Esatto, a me paiono identiche in termini di "lentezza" asd, vedo molti che dicono che sta secondo stagione è lenta ma pure la prima non è che avesse sti ritmi... comunque a me sta piacendo molto così come la prima.

Poi secondo me la questione lentezza è che la prima in molti, compreso me, se la sono sparata in una settimana mentre questa la stanno quasi tutti guardando in contemporanea ed è un altra cosa!

Finalmente comincia poi a delinearsi altro oltre l'omicidio di casper, quella foto di gioventù con la combriccola al completo mi fa ben sperare in nefandezze ben più losche e profonde


----------



## Louis Gara (16 Luglio 2015)

Non è questione di lentezza. Anzi, la prima stagione era paradossalmente ancora più lenta.
Ma, d'altra parte, c'era tutto il resto.

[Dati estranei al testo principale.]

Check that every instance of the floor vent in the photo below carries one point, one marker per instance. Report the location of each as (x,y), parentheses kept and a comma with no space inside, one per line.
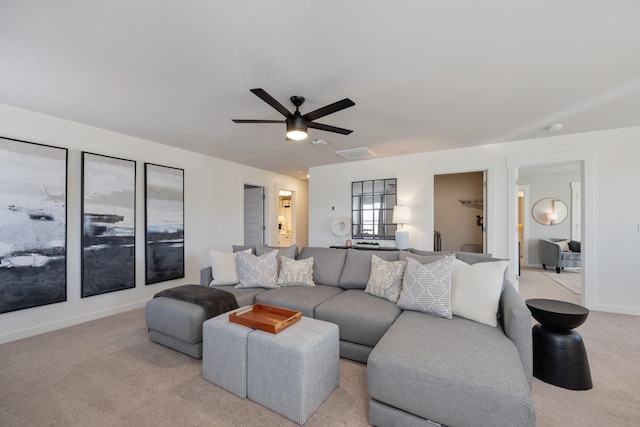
(356,153)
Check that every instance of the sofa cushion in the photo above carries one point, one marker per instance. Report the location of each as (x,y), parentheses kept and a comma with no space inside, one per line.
(385,279)
(429,253)
(422,259)
(454,372)
(300,298)
(327,264)
(296,272)
(224,267)
(258,271)
(476,289)
(427,288)
(357,267)
(362,318)
(473,257)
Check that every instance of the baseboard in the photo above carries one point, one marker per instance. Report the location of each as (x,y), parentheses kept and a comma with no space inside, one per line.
(615,309)
(71,321)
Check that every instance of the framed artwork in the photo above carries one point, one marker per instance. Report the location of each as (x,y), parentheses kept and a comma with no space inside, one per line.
(33,225)
(164,223)
(108,224)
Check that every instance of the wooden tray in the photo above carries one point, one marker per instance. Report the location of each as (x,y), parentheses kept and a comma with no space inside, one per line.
(267,318)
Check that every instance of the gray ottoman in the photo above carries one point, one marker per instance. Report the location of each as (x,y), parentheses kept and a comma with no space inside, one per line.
(176,324)
(224,356)
(294,371)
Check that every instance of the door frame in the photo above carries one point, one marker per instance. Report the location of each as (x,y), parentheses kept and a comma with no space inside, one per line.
(587,248)
(492,214)
(268,205)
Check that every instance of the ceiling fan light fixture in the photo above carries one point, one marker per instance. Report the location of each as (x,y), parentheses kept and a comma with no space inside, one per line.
(296,128)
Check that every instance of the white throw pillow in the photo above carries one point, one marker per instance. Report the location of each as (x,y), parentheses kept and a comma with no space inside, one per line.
(258,272)
(385,279)
(427,288)
(224,267)
(296,272)
(476,289)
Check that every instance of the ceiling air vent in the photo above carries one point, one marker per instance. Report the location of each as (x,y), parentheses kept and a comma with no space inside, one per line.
(356,153)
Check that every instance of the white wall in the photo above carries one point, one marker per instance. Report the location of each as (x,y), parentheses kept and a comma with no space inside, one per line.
(213,214)
(611,208)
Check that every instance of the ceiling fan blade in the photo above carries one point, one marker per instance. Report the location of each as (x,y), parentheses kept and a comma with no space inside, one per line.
(329,128)
(329,109)
(262,94)
(256,121)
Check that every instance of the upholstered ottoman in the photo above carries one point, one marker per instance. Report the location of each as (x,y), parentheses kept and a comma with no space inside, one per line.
(294,371)
(224,355)
(175,315)
(176,324)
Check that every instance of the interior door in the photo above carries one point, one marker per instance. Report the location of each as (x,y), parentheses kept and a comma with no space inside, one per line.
(254,224)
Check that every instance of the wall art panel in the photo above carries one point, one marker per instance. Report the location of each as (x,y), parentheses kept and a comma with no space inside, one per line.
(108,224)
(164,224)
(33,225)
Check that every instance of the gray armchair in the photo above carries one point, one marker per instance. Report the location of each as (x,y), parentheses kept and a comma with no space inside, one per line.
(551,254)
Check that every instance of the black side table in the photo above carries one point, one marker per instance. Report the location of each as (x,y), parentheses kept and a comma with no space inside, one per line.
(559,355)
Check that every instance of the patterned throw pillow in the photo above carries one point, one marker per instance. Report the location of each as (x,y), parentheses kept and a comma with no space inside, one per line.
(296,273)
(385,279)
(427,288)
(258,272)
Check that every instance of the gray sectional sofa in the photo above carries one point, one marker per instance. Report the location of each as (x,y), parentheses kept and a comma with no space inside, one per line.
(421,369)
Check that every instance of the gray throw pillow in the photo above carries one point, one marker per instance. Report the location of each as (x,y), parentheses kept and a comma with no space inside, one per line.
(385,280)
(357,267)
(427,288)
(258,272)
(241,248)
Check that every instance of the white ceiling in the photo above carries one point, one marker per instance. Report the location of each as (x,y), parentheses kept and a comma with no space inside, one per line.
(425,75)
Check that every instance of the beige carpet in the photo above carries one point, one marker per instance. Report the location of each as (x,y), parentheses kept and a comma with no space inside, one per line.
(571,280)
(108,373)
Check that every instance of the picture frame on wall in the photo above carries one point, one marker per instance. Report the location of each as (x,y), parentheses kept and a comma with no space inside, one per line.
(33,224)
(164,223)
(108,224)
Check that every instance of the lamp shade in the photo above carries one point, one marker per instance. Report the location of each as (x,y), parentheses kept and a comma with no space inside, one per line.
(401,215)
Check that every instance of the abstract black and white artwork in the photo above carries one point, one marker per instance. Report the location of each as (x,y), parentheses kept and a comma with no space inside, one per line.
(108,224)
(164,207)
(33,225)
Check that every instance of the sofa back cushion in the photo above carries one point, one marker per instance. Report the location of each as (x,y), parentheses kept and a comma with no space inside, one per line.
(327,264)
(357,267)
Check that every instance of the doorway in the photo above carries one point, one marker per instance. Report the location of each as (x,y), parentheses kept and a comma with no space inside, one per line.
(254,211)
(559,181)
(460,212)
(286,218)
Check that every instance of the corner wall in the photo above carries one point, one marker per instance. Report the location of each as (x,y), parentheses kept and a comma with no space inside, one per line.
(213,214)
(610,214)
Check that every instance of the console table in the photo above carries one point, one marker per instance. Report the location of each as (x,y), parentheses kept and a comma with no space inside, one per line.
(559,355)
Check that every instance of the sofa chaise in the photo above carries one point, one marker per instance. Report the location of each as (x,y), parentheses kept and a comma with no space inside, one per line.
(421,368)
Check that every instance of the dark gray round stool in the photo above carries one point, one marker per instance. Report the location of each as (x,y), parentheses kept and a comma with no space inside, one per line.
(559,355)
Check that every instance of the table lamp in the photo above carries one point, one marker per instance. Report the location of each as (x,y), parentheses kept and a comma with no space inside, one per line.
(401,215)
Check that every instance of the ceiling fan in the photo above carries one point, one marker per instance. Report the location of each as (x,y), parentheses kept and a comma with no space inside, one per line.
(297,123)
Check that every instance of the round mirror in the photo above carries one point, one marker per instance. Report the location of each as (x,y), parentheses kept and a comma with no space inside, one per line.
(549,211)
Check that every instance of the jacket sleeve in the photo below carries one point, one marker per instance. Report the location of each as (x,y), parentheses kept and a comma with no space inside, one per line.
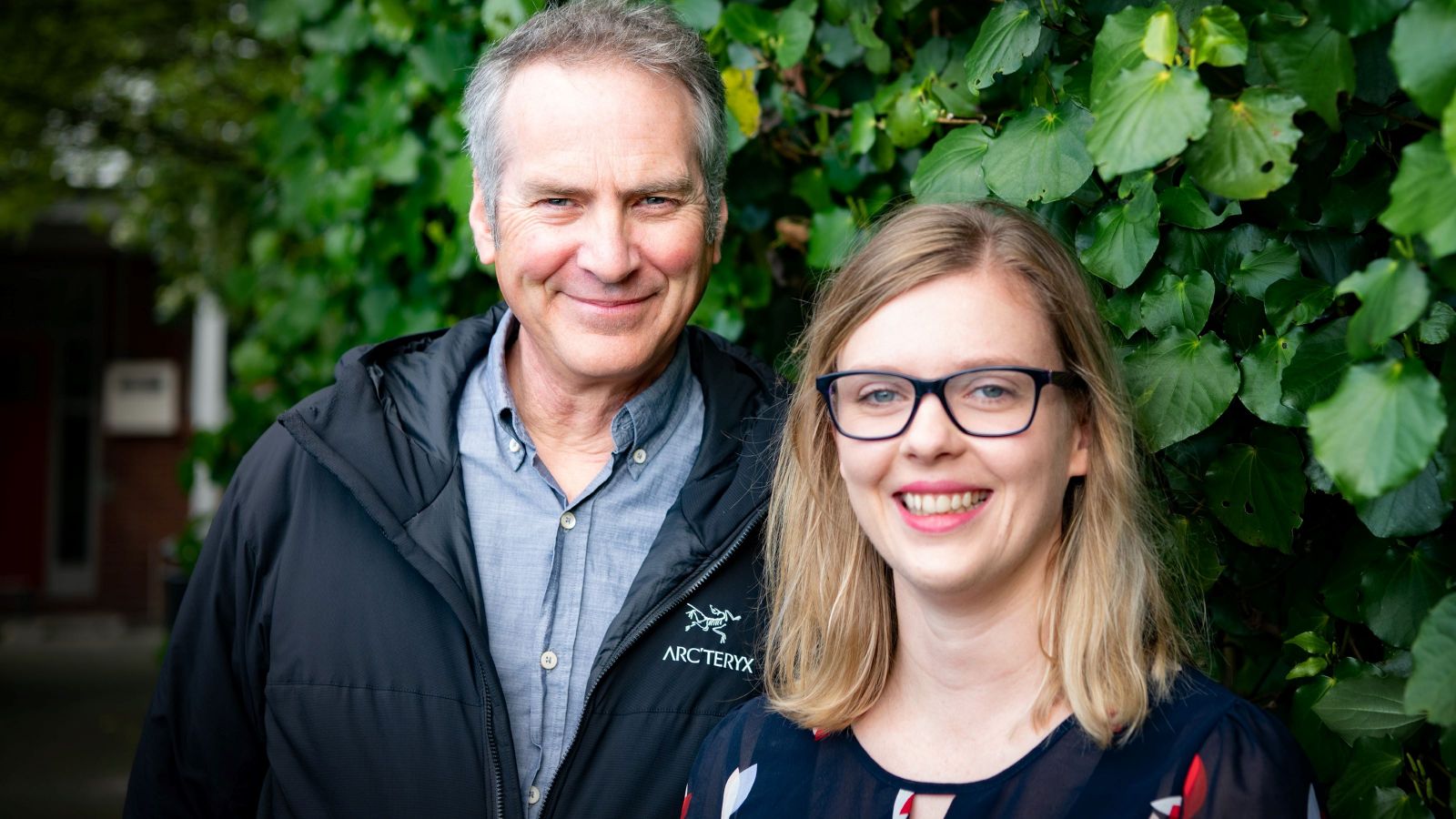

Una sceneggiatura di altissimo livello, dialoghi MAI banali ma profondissimi, personaggi caratterizzati alla perfezioni con un background dietro molto molto consistente, una storia e una trama che, per quanto complicata, era bellissima e molto dark. Cast azzeccatissimo.

A sto giro, invece, personaggi sempliciotti e pieni di cliché e mai profondi ma sempre banali, dialoghi inconsistenti e vuoti (qualche battuta a parte), e una storia molto poco accattivante (lotti, appalti, sindaci, ecc...). Del cast salvo Colin Farrell, un po' la McAdams, mentre assolutamente no Kitsch, attoruncolo da 4 soldi con espressioni ridicole.

Dietro la prima stagione si vedeva chiaramente che c'era un lavoro profondo e frutto di tantissima dedizione. Questa stagione mi sembra messa lì quasi a caso. 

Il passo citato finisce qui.